The Seahawks trust the ability of Schneider and his scouting department to evaluate talent, and they believe in Carroll and his coaching staff’s ability to develop it. And that’s why, eight months after Seattle’s 2012 draft class was panned as one of the worst in the NFL, the Seahawks are contending for an NFC playoff spot while relying heavily on rookies, including one at the most important position in the game.

Russell Wilson, the quarterback who was too short and should have been taken in the fifth or sixth round, not the third? He’s having one of the best seasons by a rookie quarterback in NFL history. Bobby Wagner, the linebacker from a small college who was athletic but something of an unknown coming out of Utah State? He’s the team’s leading tackler, has three interceptions, and is calling plays for one of the NFL’s best defenses. And Bruce Irvin, the pass rusher who was a huge reach in the first round? He leads all NFL rookies with eight sacks, which already stands as a franchise rookie record.

And let’s not forget sixth-round pick Jeremy Lane, who has been a huge contributor on special teams, and who because of injuries and a suspension is now playing meaningful snaps at cornerback. Or running back Robert Turbin, a fourth-round pick who had his first career 100-yard game last week, and who makes the prospect of playing a game without Marshawn Lynch significantly less daunting than it was last season, when the offense disappeared when Lynch was a game-day scratch because of back spasms. Or defensive end Greg Scruggs, the Seahawks’ last pick who has carved out a significant role in the defensive line rotation and has two sacks. Or J.R. Sweezy, a seventh-round pick who moved from defensive tackle to guard, and is battling for a starting job despite having not played offensive line since he was a child.

It’s hardly unusual for rookies to come into the NFL and make an impact; this is a young man’s league, after all. But it is rare for a team that still has legitimate playoff aspirations in December to lean on rookies at positions as important as quarterback and middle linebacker.

And even if the draft pundits acted in April like Carroll and Schneider had jumped the gun on I-502, it turns out their way was the best way for a franchise that now, more than ever, appears to be in very capable hands.
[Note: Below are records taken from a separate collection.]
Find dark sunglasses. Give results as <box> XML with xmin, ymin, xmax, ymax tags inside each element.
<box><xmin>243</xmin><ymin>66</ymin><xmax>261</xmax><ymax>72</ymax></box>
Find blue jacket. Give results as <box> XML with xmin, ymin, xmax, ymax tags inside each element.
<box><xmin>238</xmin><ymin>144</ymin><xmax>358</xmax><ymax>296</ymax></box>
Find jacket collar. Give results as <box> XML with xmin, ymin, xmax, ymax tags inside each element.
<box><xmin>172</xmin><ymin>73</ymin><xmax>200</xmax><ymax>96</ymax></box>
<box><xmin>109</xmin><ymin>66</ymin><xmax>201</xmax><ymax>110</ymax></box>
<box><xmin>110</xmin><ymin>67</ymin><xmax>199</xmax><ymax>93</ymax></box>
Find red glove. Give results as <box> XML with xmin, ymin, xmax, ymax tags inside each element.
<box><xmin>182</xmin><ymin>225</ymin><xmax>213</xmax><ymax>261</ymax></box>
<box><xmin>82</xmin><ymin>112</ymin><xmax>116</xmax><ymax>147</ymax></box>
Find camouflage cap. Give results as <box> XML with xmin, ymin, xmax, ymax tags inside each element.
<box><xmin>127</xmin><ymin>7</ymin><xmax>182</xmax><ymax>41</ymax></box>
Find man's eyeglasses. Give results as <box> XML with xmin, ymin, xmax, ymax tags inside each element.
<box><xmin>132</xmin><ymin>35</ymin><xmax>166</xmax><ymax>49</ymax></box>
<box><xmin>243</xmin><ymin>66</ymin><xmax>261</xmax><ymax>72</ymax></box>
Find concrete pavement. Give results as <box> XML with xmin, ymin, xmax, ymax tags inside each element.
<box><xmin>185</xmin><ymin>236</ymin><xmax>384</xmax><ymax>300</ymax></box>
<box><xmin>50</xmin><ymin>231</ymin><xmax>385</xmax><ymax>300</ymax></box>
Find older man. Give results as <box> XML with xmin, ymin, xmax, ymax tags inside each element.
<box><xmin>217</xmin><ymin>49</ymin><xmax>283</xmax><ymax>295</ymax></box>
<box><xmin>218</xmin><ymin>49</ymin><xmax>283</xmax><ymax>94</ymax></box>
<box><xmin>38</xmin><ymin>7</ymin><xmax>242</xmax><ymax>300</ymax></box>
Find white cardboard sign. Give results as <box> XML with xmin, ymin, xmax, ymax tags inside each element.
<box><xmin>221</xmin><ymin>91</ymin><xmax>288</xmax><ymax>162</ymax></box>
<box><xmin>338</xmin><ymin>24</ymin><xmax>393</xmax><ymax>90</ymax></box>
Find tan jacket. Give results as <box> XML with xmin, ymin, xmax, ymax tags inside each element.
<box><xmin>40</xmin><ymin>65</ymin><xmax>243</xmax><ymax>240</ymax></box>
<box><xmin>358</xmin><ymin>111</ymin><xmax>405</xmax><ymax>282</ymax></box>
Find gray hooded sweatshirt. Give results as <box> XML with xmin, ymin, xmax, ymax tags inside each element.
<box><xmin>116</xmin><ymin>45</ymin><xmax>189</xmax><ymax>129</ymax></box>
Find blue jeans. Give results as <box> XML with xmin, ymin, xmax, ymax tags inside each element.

And it wasn’t just the decision makers who knew this rookie class could be special, critics be damned. The rookies themselves sensed a potential for greatness from their first rookie minicamp in May.

“I had a great, great feeling about it, just the passion and energy we brought to practice every day,” said Wilson, who with 20 touchdown passes through 13 games is within striking distance of Peyton Manning’s NFL rookie record of 26. “You wanted to see if that was going to continue into the summer and into the season. Everybody talks about that rookie wall. Well we haven’t hit it. I really don’t believe we’ve hit it, not anywhere close. We’re ready to go.”

Nope, rather than hit a rookie wall, this class ran through it like Marshawn Lynch running through the 2010 Saints defense. The rookie class that was widely panned in April? It’s now helping the Seahawks chase a division title behind a quarterback and linebacker who are rookie-of-the year candidates, and a handful of other rookies who are making important contributions to the best team Carroll has had in Seattle.

“We all said we wanted to be the best draft class,” Wagner said. “So we’ve got to go out there and prove it.”

There is still plenty to prove for this group — 13 games hardly make a career — but based on the early returns, it is safe to say, now more than ever, that the Seahawks are in good hands, even if they do leave us scratching our heads on draft day.